Das kann nur ein Inserat
Im gestrigen Tagblatt der Stadt Zürich wurde einem wieder einmal bewusst, was ein Inserat auslösen kann.
Das gestern Mittwoch erschienene «Tagblatt der Stadt Zürich» ist immerhin 68 Seiten dick. Davon sind gut 20 Seiten Inserate, dazu kommen mindesten sieben Seiten amtliche Nachrichten. Kein schlechter Inserate-/Text-Mix. Vor allem nicht in Corona-Zeiten.
Polittext,Politwerbung?
Auffällig: Auf Seite 14 waren zwei Artikel platziert, die von Interessengruppen geschrieben oder zumindest in Auftrag gegeben wurden. Ziel: Sie sollen die Wählerschaft beeinflussen. Im konkreten Fall weibelt eine «Allianz Z für eine lebenswerte Stadtentwicklung» . Man sagt «NEIN zu den Verdichtungstechnokraten» . Auf gut Deutsch: Man ist gegen das geplante Fussballstadion und die beiden 137-Meter-Hochhäuser. Abstimmungstermin dieser Stadtzürcher Vorlage: 27. September. Soweit, so gut. Doch neben dem Text, layouterisch gesprochen mit einer hässlichen Treppe, ist ein Inserat für die nationale Begrenzungsinitiative platziert. Der Text dieses SVP-Vorhabens: «Zu viel ist zu viel! Seit der Einführung der Personenfreizügigkeit wurden Naturflächen im Umfang von 57000 Fussballfeldern zubetoniert» . Autsch. Man hat es sehen kommen. Die SVP scheint nun doch gegen das Stadionprojekt in Zürich zu sein. Dabei ist eigentlich eine breite Allianz von SVP, FDP und dem Stadtrat für die Überbauung. Doch im «Tagblatt» wird dem Leser suggeriert, dass das «Umweltkomitee gegen die Zubetonierung der Schweiz» – der Inserateabsender – aber ganz sicher gegen das «Monsterprojekt» in Zürich-West ist.
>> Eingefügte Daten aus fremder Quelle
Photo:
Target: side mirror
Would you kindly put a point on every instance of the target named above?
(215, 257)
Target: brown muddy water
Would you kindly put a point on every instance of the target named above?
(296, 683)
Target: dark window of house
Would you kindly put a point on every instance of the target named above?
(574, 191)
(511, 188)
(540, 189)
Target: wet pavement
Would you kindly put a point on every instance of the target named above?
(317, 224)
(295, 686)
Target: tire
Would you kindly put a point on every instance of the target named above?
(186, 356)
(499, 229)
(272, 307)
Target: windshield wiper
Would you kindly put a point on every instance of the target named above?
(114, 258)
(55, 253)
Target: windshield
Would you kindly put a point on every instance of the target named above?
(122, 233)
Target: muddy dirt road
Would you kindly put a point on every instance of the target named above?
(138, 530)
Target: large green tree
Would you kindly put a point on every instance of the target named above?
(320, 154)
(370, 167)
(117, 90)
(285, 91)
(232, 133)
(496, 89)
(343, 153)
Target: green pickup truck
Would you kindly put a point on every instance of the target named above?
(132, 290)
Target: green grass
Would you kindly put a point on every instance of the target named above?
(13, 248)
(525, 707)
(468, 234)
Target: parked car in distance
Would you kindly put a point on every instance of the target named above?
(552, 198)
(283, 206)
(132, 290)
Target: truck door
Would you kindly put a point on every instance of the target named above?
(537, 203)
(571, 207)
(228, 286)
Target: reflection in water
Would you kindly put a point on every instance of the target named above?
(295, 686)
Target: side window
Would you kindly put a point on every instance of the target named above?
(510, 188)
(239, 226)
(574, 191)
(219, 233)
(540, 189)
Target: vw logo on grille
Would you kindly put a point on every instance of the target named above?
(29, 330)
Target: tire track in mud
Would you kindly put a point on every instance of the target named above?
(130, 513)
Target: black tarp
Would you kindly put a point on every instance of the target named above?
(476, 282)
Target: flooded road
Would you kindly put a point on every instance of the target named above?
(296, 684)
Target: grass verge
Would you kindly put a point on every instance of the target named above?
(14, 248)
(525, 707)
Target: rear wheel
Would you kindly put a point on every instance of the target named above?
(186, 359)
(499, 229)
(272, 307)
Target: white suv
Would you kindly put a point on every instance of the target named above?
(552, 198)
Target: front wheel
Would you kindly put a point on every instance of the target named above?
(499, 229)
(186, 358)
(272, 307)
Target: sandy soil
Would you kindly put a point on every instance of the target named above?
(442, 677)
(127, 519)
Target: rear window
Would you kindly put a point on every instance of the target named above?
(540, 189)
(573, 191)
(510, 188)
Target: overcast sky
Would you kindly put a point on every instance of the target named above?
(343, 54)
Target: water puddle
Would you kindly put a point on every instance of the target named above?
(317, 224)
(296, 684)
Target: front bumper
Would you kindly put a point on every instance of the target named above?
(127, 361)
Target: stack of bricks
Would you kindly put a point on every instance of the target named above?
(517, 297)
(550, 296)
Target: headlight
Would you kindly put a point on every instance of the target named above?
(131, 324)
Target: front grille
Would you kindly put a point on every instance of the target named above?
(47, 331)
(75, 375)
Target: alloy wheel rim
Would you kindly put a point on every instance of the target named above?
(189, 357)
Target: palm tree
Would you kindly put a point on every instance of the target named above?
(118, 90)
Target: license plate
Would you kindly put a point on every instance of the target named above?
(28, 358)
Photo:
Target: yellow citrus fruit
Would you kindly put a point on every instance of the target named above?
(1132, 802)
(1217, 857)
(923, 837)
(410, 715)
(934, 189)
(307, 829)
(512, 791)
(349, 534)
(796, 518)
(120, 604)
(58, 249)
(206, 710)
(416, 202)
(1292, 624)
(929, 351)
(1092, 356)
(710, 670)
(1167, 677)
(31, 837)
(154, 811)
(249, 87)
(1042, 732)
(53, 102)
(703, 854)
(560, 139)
Fazit: Das Setzen von Inseraten ist manchmal Glücksache. Dass es noch schlimmer geht, bewies die Landeszeitung Lüneburg 2006. Sie hatte neben einem Artikel über Auschwitz ein Inserat eines Energieversorgers platziert. Der Slogan: «Eon sorgt schon heute für das Gas von morgen.» Chefredaktor Christoph Steiner schrieb in der nächsten Ausgabe: «Die Verknüpfung des Themas Völkermord in Auschwitz mit einem in diesem Zusammenhang missverständlichen Werbeslogan des Unternehmens war weder beabsichtigt noch wurde sie achselzuckend ignoriert.» Die Redaktion entschuldige sich «für diesen bösen Fehler, durch den die Intention des Artikels unterlaufen wird, ein fast vergessenes, barbarisches Kapitel unserer Geschichte zu beleuchten». (Quelle: persoenlich.com)
Wie steht’s den mit der Deklaration dieser PR-Texte?
Zurück zum «Tagblatt der Stadt Zürich»: Die mit «Politforum» beschriftete Seite beinhaltet noch einen weiteren Text, über Tierquälerei wegen der Jagd. Der Absender hier: Der Schweizer Tierschutz. Jeweils oben rechts steht unauffällig der Begriff «Paid Post» . Erst auf der nächsten Seite wird in einem unauffälligen Kästli erklärt, worum es sich handelt. Es sei eine Möglichkeit des «Tagblatt» , Parteien und Organisationen ihre Anliegen (…) zu speziellen Konditionen zu präsentieren. «Die bezahlten Kolumnen/Artikel sind mit «Paid Post» gekennzeichnet.» RED.
Abwertung des redaktionellen Teils
Eine eher umständliche Art, darauf aufmerksam zu machen, dass es sich um politische Werbung handelt. Den Auftraggeber wird es freuen, die Redaktion wohl weniger. Denn solche Verschleierungen werten den redaktionellen Text einer Zeitung definitiv ab.
Aber wie heisst es so schön: Das kann nur ein Inserat.
Ich finde es problematisch, wenn bezahlte Inhalte nicht klar als solche erkennbar sind. Gerade in Zeiten, in denen das Vertrauen in die Medien immer wichtiger wird, sollte die Trennung zwischen redaktionellem Inhalt und Werbung deutlicher gemacht werden.
Vielleicht wäre es besser, wenn man solche «Paid Posts» auf einer separaten Seite veröffentlicht oder zumindest deutlich kennzeichnet. In diesem Zusammenhang würde mich auch interessieren, ob man solche politischen Botschaften auch als gratis Inserat schalten könnte und ob dies genauso wirksam wäre.